PARIS — A comprehensive outside review of Europe’s space science program is urging managers to adopt a harder line with the scientists who dream up missions, the teams that oversee satellite budgets and the European Space Agency (ESA) departments that act as contractors for science missions.
The first critical assessment of ESA’s science program in 15 years also is urging ESA to further open itself to space science collaboration with the United States, China, Russia, India and Japan.
The Science Program Review Team (SPRT), which ESA hired in February 2006 to take a gloves-off look at the way space science is conducted in Europe, says space scientists must accept the fact of reduced European government support.
ESA’s space science budget is funded by mandatory contributions from the agency’s 17 member stages based on each nation’s gross domestic product. ESA officials have long said the mandatory aspect of the science budget has given the program a necessary stability and predictability. But ESA’s space science budget, which currently is about 400 million euros ($534 million) per year, has dropped by 20 percent in inflation-adjusted terms since the mid 1990s.
The SPRT, which completed its work in March and has submitted its final report to ESA’s ruling council for review, assumes space science spending in Europe will remain flat even if ESA ultimately is merged into the 27-nation European Union’s executive arm, the European Commission.
Europe’s space science program has not accepted these financial realities and must do so now to avoid a financial crisis, the SPRT says in its 66-page report.
Led by Reinder van Duinen, former president of the European Science Foundation, the SPRT recommends measures to make the best of this situation. The report says the SPRT purposely avoided making any recommendations that would be rejected as politically unacceptable or unrealistic.
One of the most specific proposals — that ESA find an immediate 200 million euros in savings before accepting new missions for the period 2015-2025 — has been accepted by ESA Science Director David Southwood and the Science Program Committee, which sets science priorities based on ESA’s budget limits.
Southwood said in an interview that he is comfortable with virtually all of the other report’s recommendations as well.
Even so, the SPRT is proposing that ESA’s science directorate cast a sterner eye on most of its partners in Europe, and that it swallow its pride and seek more-regular bilateral and multilateral missions with the major space powers outside Europe.
Here are some of the main proposals made by the SPRT:
Technology validation. As science satellites become more sophisticated, program managers can no longer afford to take the word of a science institute as to the technical feasibility of a given payload instrument and proposed financial budget.
To prevent an under-evaluation of payload costs, the SPRT proposes that an outside evaluation of new payload proposals be made before a satellite mission is accepted to assure that the work can be done on time and within budget.
Further, the SPRT says, ESA’s science budget should set aside 5 percent as a contingency against surprises in payload development.

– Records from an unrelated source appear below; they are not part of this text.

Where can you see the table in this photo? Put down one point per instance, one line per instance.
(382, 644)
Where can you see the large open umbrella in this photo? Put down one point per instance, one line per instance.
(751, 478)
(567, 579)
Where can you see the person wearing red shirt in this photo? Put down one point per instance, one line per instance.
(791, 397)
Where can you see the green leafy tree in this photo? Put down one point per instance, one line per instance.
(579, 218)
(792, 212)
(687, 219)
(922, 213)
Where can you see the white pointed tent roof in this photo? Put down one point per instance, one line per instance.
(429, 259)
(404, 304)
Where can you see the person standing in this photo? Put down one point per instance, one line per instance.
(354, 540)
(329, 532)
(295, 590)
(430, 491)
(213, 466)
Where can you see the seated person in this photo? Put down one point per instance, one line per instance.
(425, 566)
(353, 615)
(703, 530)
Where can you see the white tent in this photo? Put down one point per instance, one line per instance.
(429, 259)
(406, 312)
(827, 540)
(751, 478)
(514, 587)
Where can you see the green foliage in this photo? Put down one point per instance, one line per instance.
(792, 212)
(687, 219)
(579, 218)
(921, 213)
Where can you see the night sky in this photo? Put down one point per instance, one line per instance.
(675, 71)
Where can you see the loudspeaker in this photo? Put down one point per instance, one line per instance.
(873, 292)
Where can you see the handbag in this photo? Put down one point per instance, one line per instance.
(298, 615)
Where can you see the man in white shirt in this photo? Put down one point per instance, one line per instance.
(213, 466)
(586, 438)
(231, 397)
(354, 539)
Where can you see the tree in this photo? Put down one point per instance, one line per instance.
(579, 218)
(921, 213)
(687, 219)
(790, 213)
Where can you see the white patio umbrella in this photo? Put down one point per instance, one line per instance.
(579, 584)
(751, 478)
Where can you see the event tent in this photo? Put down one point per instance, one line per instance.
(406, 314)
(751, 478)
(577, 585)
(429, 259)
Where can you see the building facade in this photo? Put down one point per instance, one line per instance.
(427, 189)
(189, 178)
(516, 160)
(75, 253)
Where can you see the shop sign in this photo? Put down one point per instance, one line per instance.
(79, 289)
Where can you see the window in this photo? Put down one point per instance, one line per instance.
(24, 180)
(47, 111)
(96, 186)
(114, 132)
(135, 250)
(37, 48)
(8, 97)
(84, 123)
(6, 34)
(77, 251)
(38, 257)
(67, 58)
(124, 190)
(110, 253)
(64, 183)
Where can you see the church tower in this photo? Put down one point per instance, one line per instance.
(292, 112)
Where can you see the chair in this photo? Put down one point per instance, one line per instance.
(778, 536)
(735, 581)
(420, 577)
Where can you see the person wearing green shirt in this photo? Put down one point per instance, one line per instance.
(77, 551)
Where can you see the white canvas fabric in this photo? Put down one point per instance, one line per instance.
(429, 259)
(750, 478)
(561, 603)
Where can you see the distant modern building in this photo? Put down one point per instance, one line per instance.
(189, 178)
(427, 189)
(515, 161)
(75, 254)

Budget firmness. Any mission with a cost overrun of more than 20 percent should be frozen immediately, and then de-scoped to reduce its costs or canceled to make room for another program. To assure that science managers are warned of the budget problems as early as possible, science managers need cost-at-completion estimates that include industry input from the beginning.
Payload oversight. The SPRT says Europe should not abandon its current practice in which national science institutes, and national budgets, build ESA science payloads, with ESA responsible for integrating the payloads and then testing and launching the satellites.
But ESA and the Science Program Committee should insist on binding commitments from these national institutes as to cost and schedule and assure that there are no conflicts of interest between those evaluating and those being evaluated. Faced with payloads whose budget increases threatened their cancellation, ESA in the past has stepped in to provide unforeseen funding, a practice the SPRT says should be used only rarely, and as a last resort.
Mission support costs. In one of its most striking findings, the SPRT says that in the 1990s, ESA’s science directorate used to spend 75 percent of its budget on developing satellites and launching them, with the remaining 25 percent spent on contracts with other ESA centers for satellite testing, mission management and other support services.
For reasons the SPRT does not explain, these support services began growing in the late 1990s and now consume fully 50 percent of the agency’s science budget.
The formula used to determine how much different ESA directorates bill others for services is complicated, and the subject is a delicate one at the agency.
Nonetheless, the SPRT says ESA should set a firm ceiling of 40 percent of its budget to be spent on these services. “A critical evaluation and assessment, with benchmarking, of the structure, performance and costs of the various centers and support activities under the ESA umbrella must be undertaken, the results reported,” the report says.
Mission extensions. The success of ESA’s science satellites in recent years has led to a natural increase in the budget for extending missions beyond their planned expiration dates. The SPRT says ESA is now spending 60 million euros a year on missions that, in their original program definitions, were supposed to have ended.
Pulling the plug on a healthy science satellite will never be easy, the SPRT says. But an effort must be made to reduce the weight of mission extensions on the science budget, and mission extension should be included in the program budget from the start, the report says.